In den folgenden 40 Jahren meiner klinischen Tätigkeit habe ich mit Interesse Lepra-Patienten
sehen und gelegentlich selbst behandeln können, doch sie blieben bei uns in Deutschland
eine Rarität. Durch die wirksame medikamentöse Therapie, die inzwischen zur Verfügung
steht, haben sie viel von ihrem sensationellen Charakter verloren. Auch auf großen
Tagungen und Kongressen im europäischen Raum ist heute eine Lepra recht selten zu
sehen. Mir selbst blieben meine ersten Kölner Erfahrungen stets in lebhafter Erinnerung,
ein überaus lehrreiches frühes Erlebnis.
Abb. 1 a - d Lepra lepromatosa, generalisiert.
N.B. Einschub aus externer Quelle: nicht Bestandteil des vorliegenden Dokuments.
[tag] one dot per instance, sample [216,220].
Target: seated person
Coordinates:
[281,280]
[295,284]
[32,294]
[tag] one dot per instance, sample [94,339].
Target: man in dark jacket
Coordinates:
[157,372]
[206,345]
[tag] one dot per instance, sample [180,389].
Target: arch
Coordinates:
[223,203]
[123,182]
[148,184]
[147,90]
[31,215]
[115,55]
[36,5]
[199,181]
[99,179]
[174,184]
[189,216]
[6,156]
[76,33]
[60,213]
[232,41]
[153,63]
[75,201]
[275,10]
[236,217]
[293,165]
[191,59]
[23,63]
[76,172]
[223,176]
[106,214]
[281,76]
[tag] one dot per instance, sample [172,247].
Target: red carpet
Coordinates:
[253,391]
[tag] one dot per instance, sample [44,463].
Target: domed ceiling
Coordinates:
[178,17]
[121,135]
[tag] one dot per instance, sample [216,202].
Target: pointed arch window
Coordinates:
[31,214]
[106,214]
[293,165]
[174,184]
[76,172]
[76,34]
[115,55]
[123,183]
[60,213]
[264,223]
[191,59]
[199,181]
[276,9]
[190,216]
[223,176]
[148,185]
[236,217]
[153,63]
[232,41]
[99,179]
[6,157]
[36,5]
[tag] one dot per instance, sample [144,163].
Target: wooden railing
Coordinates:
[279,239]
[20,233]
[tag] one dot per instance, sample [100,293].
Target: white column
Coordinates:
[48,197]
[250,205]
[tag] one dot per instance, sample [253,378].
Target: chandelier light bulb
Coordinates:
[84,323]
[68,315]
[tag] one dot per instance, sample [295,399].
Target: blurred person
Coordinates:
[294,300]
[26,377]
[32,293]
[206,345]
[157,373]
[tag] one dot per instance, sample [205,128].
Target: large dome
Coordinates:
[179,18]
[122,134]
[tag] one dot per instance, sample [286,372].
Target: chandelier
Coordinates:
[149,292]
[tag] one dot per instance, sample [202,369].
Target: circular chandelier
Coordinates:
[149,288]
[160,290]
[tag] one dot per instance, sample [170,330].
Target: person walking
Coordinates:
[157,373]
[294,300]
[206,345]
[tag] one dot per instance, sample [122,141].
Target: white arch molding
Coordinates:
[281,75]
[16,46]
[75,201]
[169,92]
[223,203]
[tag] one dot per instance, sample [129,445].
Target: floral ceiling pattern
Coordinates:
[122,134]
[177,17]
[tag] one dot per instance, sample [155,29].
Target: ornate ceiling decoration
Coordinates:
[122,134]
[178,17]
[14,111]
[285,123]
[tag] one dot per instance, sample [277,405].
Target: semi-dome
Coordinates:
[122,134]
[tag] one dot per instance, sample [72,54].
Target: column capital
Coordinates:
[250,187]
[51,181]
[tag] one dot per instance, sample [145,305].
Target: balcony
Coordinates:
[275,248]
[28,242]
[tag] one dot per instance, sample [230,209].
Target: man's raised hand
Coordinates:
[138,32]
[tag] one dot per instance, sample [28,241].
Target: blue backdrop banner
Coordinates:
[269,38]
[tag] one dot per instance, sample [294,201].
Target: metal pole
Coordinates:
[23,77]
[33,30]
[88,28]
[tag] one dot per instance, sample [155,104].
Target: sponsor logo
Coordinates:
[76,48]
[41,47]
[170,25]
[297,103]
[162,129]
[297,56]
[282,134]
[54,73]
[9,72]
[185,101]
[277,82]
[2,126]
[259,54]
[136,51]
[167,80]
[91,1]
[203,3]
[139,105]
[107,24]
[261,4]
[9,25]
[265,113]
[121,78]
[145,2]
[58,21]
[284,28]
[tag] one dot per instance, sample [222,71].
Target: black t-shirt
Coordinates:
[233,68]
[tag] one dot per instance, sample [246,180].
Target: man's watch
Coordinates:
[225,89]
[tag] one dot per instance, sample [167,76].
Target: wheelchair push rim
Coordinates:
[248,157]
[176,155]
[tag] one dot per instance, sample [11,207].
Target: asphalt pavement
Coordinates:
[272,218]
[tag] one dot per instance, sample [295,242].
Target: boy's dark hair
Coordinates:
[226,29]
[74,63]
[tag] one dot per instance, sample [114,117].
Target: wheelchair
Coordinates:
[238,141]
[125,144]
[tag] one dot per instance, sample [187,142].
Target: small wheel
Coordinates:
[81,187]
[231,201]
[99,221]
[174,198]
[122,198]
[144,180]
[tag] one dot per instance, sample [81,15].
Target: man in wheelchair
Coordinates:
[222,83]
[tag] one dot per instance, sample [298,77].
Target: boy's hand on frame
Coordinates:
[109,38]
Erstvorstellung im RDTC, nach längerer Behandlung
bei einem „traditional healer”. Die multiplen Läsionen sind zum Teil plaqueartig,
zum Teil knotig, einige davon erodiert bzw. ulzeriert.
Danksagung
Danksagung
Dem Direktor des RDTC, Herrn Prof. Dr. Henning Grossmann, sei für seinen wertvollen
fachlichen Rat und seine kollegiale Unterstützung sehr herzlich gedankt.